“Se va el invierno, pero se queda la oscuridad”
Proverbio de MundoBosque.
Déjame que te cuente, niño curioso, porqué no debes de salir después de que se oculta el sol. No me digas que le aprendiste a algún Clérigo Tapacaminos cómo hacer un círculo de protección, porque esos chapuceros son capaces de inventar cualquier cosa a cambio de unas monedas. Tampoco me repliques que has enfrentado a un par de murciélagos vampiro en algún cenagal contaminado. Cualquier antorcha bien encendida puede espantar a esos animales que medran en las cuevas, porque son atolondrados y necios como tú.

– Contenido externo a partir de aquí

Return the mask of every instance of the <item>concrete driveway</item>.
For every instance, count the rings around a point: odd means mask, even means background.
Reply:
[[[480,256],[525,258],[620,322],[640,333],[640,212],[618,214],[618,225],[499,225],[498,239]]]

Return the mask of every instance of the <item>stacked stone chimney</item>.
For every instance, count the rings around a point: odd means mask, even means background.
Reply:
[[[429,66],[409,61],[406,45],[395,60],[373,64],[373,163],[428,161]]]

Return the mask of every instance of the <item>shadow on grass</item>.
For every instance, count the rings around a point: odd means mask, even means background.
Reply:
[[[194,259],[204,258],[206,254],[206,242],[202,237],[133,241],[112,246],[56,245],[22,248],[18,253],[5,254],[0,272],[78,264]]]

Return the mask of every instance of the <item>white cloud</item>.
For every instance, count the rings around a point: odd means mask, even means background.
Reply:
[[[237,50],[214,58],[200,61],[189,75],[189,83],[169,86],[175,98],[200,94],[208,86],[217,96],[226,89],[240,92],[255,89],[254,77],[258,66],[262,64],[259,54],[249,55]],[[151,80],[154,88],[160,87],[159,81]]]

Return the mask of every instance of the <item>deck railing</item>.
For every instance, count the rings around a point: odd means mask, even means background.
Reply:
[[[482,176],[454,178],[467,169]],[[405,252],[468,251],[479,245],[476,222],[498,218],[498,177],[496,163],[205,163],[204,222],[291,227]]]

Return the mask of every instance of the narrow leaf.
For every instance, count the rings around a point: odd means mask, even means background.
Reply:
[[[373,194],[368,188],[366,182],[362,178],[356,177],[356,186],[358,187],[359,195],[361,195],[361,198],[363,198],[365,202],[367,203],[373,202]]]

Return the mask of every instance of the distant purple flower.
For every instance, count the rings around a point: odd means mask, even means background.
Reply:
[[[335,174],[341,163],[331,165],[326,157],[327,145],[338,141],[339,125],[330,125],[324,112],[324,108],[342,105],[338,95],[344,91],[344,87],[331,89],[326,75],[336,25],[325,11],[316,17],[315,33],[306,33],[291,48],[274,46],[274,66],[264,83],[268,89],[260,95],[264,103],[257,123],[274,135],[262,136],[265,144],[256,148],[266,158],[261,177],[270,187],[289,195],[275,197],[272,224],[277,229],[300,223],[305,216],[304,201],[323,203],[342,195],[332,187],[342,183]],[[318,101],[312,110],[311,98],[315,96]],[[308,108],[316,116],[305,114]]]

¿Sueñas con aventuras, con la emoción de enfrentar peligros y cobrar por quitarle a algún pobre aldeano el temor a que un lobo venga y se coma sus vacas? Toma en cuenta que por cada paladín famoso, hubo cien idiotas que murieron de las formas más estúpidas o más horribles a causa de su necedad; y que por cada guerrero legendario, hubo mil paladines famosos que perdieron la batalla contra enemigos de los que un hombre sensato preferiría no saber su existencia. No, niño necio, tu simple cuchillo es poca cosa, comparado con los dientes del cachorro más flaco, de la más débil de las criaturas que salen de noche a cazar allende este bosque.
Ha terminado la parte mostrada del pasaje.